Коравье, как обычно, сидел на дровах, а рядом в коляске играл большой оленьей костью сын Мирон.
– Хочется в тундру, – признался Коравье. – Не может человек так долго вдали от стада.
– Об этом и я думаю, – обрадовался такому повороту разговора Праву. – Но в стойбище Локэ ты возвращаться не хочешь, а другие олени все колхозные. Выходит, надо вступать в колхоз. Ты видел пастухов, которые приехали. Разве они хуже тебя? А они все колхозники, даже больше того – коммунисты.

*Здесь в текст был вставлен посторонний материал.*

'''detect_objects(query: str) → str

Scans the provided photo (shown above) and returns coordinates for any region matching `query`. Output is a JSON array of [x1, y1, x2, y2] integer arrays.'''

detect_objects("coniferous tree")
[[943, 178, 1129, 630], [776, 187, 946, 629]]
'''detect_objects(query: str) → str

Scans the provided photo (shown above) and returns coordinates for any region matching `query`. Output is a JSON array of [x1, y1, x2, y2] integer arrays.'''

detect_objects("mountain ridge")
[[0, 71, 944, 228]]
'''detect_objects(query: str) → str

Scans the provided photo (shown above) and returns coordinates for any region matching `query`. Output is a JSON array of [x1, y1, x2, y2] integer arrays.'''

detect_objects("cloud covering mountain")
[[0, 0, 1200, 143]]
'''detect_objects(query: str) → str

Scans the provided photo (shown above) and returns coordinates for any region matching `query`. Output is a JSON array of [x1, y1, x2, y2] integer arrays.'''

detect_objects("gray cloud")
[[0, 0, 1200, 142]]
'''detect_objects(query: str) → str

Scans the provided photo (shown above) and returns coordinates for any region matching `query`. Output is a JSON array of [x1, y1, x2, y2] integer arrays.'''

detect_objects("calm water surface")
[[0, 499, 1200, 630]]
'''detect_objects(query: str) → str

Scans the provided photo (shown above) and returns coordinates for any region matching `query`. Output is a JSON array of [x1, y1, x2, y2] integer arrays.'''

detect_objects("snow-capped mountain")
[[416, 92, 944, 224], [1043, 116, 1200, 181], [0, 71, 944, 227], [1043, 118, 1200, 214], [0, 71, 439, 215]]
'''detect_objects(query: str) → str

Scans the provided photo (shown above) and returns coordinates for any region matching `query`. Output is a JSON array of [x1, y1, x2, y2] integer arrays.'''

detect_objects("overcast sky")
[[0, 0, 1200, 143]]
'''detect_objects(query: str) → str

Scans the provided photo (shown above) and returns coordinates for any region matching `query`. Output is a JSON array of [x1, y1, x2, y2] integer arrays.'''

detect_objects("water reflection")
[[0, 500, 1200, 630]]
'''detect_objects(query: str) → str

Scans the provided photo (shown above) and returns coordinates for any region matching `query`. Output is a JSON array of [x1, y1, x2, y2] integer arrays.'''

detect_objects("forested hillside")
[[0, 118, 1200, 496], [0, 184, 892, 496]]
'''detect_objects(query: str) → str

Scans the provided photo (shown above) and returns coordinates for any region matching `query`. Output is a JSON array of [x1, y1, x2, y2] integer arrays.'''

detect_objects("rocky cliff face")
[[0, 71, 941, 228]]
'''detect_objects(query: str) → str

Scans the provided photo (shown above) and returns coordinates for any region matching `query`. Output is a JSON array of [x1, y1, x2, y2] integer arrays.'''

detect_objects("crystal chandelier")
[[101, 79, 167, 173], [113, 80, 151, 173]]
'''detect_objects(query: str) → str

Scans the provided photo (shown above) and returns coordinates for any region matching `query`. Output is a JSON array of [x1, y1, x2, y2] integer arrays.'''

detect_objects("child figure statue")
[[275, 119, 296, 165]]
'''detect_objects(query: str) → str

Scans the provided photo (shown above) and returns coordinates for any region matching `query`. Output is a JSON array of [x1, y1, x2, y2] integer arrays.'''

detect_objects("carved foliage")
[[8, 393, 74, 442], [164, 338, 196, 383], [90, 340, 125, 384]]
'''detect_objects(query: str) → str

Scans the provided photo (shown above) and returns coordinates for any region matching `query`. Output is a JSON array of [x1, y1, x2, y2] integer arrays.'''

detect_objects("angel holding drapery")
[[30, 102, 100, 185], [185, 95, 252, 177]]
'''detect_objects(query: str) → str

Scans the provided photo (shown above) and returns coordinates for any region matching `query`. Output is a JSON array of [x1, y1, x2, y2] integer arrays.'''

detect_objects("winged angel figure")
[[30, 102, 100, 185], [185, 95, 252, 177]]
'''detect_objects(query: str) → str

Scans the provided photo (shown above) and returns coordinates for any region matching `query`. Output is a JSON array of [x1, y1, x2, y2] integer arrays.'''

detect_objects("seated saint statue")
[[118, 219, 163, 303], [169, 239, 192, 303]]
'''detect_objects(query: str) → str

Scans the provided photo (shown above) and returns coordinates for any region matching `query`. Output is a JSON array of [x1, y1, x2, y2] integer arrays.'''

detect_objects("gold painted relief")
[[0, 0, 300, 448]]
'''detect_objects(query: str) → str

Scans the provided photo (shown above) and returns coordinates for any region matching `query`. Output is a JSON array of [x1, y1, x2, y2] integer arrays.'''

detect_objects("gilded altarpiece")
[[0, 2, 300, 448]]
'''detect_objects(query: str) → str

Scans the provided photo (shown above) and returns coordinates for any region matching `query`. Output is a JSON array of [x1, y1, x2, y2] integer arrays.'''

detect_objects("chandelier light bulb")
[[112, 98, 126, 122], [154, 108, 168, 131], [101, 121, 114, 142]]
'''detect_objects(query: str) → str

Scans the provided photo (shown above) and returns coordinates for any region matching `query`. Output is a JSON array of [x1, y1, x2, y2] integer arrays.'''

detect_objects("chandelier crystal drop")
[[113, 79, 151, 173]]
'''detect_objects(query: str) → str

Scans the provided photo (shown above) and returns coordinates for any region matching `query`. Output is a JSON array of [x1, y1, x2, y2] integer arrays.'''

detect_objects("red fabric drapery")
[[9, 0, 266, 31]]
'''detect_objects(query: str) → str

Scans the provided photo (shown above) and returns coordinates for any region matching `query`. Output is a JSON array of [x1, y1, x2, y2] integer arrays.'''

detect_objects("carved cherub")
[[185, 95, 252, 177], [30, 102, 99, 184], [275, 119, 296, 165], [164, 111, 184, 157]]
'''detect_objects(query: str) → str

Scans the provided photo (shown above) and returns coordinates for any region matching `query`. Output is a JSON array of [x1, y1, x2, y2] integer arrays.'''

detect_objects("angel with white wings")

Коравье недоверчиво глянул на Праву и сказал:
– И я думаю об этом. Вот только, как это сделать, не знаю. Не готов я, наверно, быть колхозником… Многое не понимаю… Вот со мной недавно разговаривала Вээмнэу…
– Ну и что же?
– Приглашала в лечебное жилье.
– Сходи, если приглашала.
– Но она хочет, чтобы я разделся совсем… Не понимаю, что ей от меня надо. Росмунта ее хвалит; хороший доктор.
– Раз хороший доктор, отчего не показаться ей?
Коравье помолчал, потом решительно заявил:
– Не пойду. Нечего мне у нее делать.
– Это ты зря, – сказал Праву. – Она, конечно, не слепая и видит, что ты здоров. Даже очень. А она лечит людей, то есть делает их здоровыми… У нее должен быть образец здорового человека. Вот она увидела тебя. Подумала: хороший образец, надо его осмотреть, пощупать, чтобы по нему лечить людей… Я бы на твоем месте не отказывался.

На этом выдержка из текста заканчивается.